In this scene at the theater in the city she is dressed to the nines, complete with a heavy silk gown. But Natasha, "[a]fter the country...found all this [performance] wild and astonishing" (561). Natasha is sitting with the best of society up in the balcony, being shown off to all prospective suitors, and is not quite understanding the play. She sees through the falseness of theater, noticing the "painted cardboard," and the "man with tight silk breeches on his fat legs" (560-1). Natasha recognizes the falsity of this representation on the stage of "real" life even feeling "embarrassed for the performers" (561). As she watches, though, she suddenly becomes enamored and imagines herself up on stage...changing her view of theater and ultimately changing herself.
If you pan away from this immediate scene, Natasha herself is acting in a role that is not hers. She has been falsely dolled-up in order to fit in with the other women of society.

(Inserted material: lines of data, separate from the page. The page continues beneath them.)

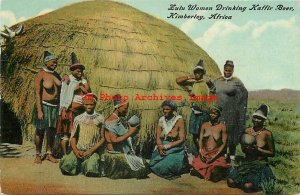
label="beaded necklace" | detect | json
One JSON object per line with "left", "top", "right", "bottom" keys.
{"left": 250, "top": 127, "right": 264, "bottom": 137}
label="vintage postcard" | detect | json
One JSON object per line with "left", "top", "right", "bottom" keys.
{"left": 0, "top": 0, "right": 299, "bottom": 194}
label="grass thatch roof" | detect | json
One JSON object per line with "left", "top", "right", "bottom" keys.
{"left": 1, "top": 0, "right": 221, "bottom": 153}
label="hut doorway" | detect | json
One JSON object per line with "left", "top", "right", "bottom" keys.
{"left": 0, "top": 100, "right": 22, "bottom": 144}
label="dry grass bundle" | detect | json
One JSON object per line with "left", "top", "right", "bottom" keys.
{"left": 1, "top": 0, "right": 221, "bottom": 153}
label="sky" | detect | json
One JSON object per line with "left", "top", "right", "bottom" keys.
{"left": 1, "top": 0, "right": 299, "bottom": 90}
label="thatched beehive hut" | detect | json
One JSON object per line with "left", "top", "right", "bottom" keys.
{"left": 1, "top": 0, "right": 221, "bottom": 154}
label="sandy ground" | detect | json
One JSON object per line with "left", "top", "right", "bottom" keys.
{"left": 0, "top": 144, "right": 257, "bottom": 195}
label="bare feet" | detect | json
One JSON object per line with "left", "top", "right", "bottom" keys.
{"left": 34, "top": 155, "right": 42, "bottom": 164}
{"left": 46, "top": 154, "right": 58, "bottom": 163}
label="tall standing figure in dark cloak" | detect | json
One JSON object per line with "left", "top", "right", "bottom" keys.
{"left": 206, "top": 60, "right": 248, "bottom": 165}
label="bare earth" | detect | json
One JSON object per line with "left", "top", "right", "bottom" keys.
{"left": 0, "top": 144, "right": 257, "bottom": 195}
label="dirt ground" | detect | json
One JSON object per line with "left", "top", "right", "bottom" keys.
{"left": 0, "top": 144, "right": 257, "bottom": 195}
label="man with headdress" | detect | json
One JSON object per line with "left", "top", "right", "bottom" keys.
{"left": 33, "top": 51, "right": 61, "bottom": 163}
{"left": 59, "top": 93, "right": 106, "bottom": 177}
{"left": 191, "top": 105, "right": 228, "bottom": 182}
{"left": 56, "top": 52, "right": 90, "bottom": 155}
{"left": 206, "top": 60, "right": 248, "bottom": 165}
{"left": 149, "top": 100, "right": 187, "bottom": 180}
{"left": 103, "top": 94, "right": 149, "bottom": 179}
{"left": 176, "top": 59, "right": 210, "bottom": 155}
{"left": 227, "top": 104, "right": 275, "bottom": 193}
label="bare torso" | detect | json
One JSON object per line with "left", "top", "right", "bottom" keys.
{"left": 39, "top": 71, "right": 61, "bottom": 104}
{"left": 202, "top": 122, "right": 225, "bottom": 151}
{"left": 104, "top": 114, "right": 123, "bottom": 152}
{"left": 244, "top": 127, "right": 274, "bottom": 160}
{"left": 160, "top": 120, "right": 182, "bottom": 140}
{"left": 245, "top": 128, "right": 267, "bottom": 148}
{"left": 105, "top": 126, "right": 114, "bottom": 151}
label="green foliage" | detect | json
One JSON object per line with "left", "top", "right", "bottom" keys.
{"left": 261, "top": 179, "right": 283, "bottom": 195}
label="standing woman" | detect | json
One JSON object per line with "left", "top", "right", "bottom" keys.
{"left": 227, "top": 104, "right": 275, "bottom": 193}
{"left": 56, "top": 52, "right": 90, "bottom": 155}
{"left": 176, "top": 59, "right": 210, "bottom": 155}
{"left": 191, "top": 106, "right": 228, "bottom": 182}
{"left": 33, "top": 51, "right": 61, "bottom": 164}
{"left": 149, "top": 100, "right": 187, "bottom": 180}
{"left": 206, "top": 60, "right": 248, "bottom": 165}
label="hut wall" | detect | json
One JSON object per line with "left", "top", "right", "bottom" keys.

It is only here in Moscow, at the theater where Natasha is attempting to perform in a role expected of her by society, where she becomes apocryphal, false. Not to mention that the next scenes involving the foppish Anatole is the start of her demise within contemporary Russian society.This scene could represent a warning against performing or faking a self by showing an unblemished character becoming tainted because of her attempt to be something she is not.

This idea of performance reminds me of Judith Butler's discussion of gender and sexuality being a performance (if you haven't read her work, do so. "Imitation and Gender Insubordination"). I wonder if I can somehow tie Tolstoy's critique of false representation in literature to Butler's modern ideas of gender and sexuality.

I also think about this in everything I do (and there's no wonder Tolstoy was a neurotic wreck at times); if its real, if I am only "performing, " if I am being genuine.
Anywhy (made that up, but I think its better than 'anywho, ' who came up with that?), since this has become my digital diary, which the world can see, those are my Tuesday rain thoughts.